The 12th edition of Operation Morazán-Sandino, conducted by Honduras and Nicaragua along their common border in mid-2019, resulted in more than 70 criminals arrested, 12,000 marijuana plants destroyed, a narco-lab dismantled, and $130,000 seized. The operation, led by both countries’ armed forces, aims to neutralize transnational crime linked to drug, arms, and human trafficking, cattle rustling, and smuggling goods.
This is a temporary operation. It began in 2014, as part of the Central American Armed Forces Conference, and it activates a joint task force consisting of units of the Honduran and Nicaraguan armies, who conduct land and maritime patrol on their 584 miles of common border. Honduran Navy Captain José Domingo Meza, director of the Armed Forces Public Affairs, said that Operation Morazán-Sandino is planned every three months and executed in periods of up to two weeks.
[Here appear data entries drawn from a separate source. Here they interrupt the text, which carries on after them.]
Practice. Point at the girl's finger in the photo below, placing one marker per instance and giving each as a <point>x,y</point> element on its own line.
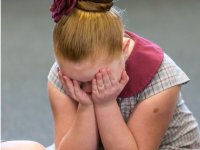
<point>94,86</point>
<point>111,77</point>
<point>124,78</point>
<point>69,85</point>
<point>100,85</point>
<point>106,80</point>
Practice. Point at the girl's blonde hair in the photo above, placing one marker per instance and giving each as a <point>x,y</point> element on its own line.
<point>84,34</point>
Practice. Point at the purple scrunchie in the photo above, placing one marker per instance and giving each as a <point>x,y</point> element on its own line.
<point>61,7</point>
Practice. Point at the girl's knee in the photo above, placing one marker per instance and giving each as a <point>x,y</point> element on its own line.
<point>21,145</point>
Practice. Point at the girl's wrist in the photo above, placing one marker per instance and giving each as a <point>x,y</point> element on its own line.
<point>105,103</point>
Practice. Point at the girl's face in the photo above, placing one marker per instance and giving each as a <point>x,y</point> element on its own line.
<point>85,71</point>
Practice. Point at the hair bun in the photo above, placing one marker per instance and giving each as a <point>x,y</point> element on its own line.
<point>61,7</point>
<point>94,5</point>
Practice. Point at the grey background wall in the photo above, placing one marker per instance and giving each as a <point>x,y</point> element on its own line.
<point>27,56</point>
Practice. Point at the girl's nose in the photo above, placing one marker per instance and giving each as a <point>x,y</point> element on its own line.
<point>87,87</point>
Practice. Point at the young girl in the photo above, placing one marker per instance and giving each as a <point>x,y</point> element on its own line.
<point>112,89</point>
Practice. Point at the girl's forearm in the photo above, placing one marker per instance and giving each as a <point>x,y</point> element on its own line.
<point>113,130</point>
<point>84,133</point>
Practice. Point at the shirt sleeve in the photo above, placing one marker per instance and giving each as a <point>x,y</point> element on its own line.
<point>168,75</point>
<point>53,78</point>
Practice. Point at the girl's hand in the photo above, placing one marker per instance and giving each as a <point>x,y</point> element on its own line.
<point>73,90</point>
<point>106,88</point>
“There are many illegal border crossings or blind spots where crimes are committed on both sides of the border, so strategies are executed to close routes toward the interior [of both countries],” Honduran Army Colonel Iván Rolando Cano Mejía, commander of the 101th Infantry Brigade, which leads the operation on the Honduran side, told Diálogo.
According to the March 2019 International Narcotics Control Strategy Report of the U.S. Department of State, Nicaragua and Honduras have important land, maritime, and air routes used for narcotrafficking. Transnational criminal groups leverage the porous border and less-populated areas in both countries to conduct their activities. The report also shows an increase of narcotrafficking via Nicaraguan maritime and air routes since the first half of 2018, due to political instability and to roadblocks neighboring countries have imposed.
“Threats in both regions are common,” said Col. Cano. “The narcotrafficking route is north-bound, and our countries are an essential passage.”
For the operation’s next edition, for which no date has been established yet, both countries agreed to increase intelligence and reinforce communications systems between participating units. Capt. Meza did not rule out that in the future they might set up a standing joint task force, like those between Honduras and Guatemala (Maya-Chortí) and Honduras and El Salvador (Lenca-Sumpul).